3.5 External Data Sources
There are many open source data sets that are valuable for benchmarking and enriching student data. These data sets continue to grow and can be incorporated into the LSDS or other data for analysis. Often times they will require you to get an API key. Be sure to be a good steward of the internet and apply good scraping practices (see here).
3.5.1 IPEDS Data Center
The IPEDS Data Center has a rich assortment of data. You can access it through reports that you build OR download the access databases and explore them yourself.
3.5.2 NCSES Elementary and Secondary School Information
Each year Public Schools must turn in a government supplied survey about the school performance. This data contains many useful features like the number of students by race and gender as well as enrollment year over year. Additionally, this survey is sent to Private Schools and their data, while less complete, is also available at the below link.
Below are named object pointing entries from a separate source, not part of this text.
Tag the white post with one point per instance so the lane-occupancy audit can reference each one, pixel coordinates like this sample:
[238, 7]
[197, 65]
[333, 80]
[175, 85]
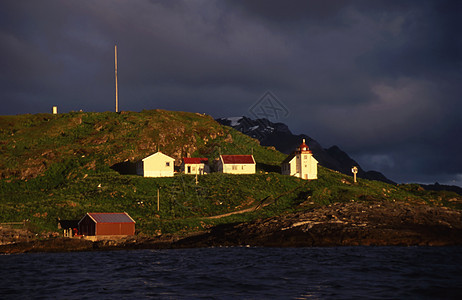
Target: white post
[354, 170]
[117, 88]
[158, 199]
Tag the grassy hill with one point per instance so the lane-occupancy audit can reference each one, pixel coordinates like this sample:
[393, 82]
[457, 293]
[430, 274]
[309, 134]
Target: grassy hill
[59, 166]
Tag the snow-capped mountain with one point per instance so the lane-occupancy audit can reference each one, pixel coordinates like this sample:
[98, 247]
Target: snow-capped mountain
[279, 136]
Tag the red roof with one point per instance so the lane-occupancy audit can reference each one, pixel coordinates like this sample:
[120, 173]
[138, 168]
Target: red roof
[195, 160]
[304, 147]
[111, 217]
[238, 159]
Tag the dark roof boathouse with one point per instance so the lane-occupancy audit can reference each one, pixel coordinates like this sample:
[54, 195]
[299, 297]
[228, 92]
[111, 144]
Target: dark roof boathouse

3.5.3 National Student Clearing House
The National Student Clearing House contains enrollment data for 98% of students in higher education. Ask the National Student Clearing House keyholder to add you to the list of users. You can search each student and their subsequent enrollments using this tool.
I have created a template available at \\admin2\instres\IR Shared Folder for Retention Analysis\adhoc analyses\national_clearing_house\create_list_for_clearinghouse.sas
that will create a properly formatted document for submission.
3.5.4 US Census
The US Census is a great data source.
This data is good to understand neighborhood demographics of each student.
I often use the tidycensus
package in R to access and save these data.
As a reminder, accessing this data through the tidycensus
package requires a valid API key from the US Census.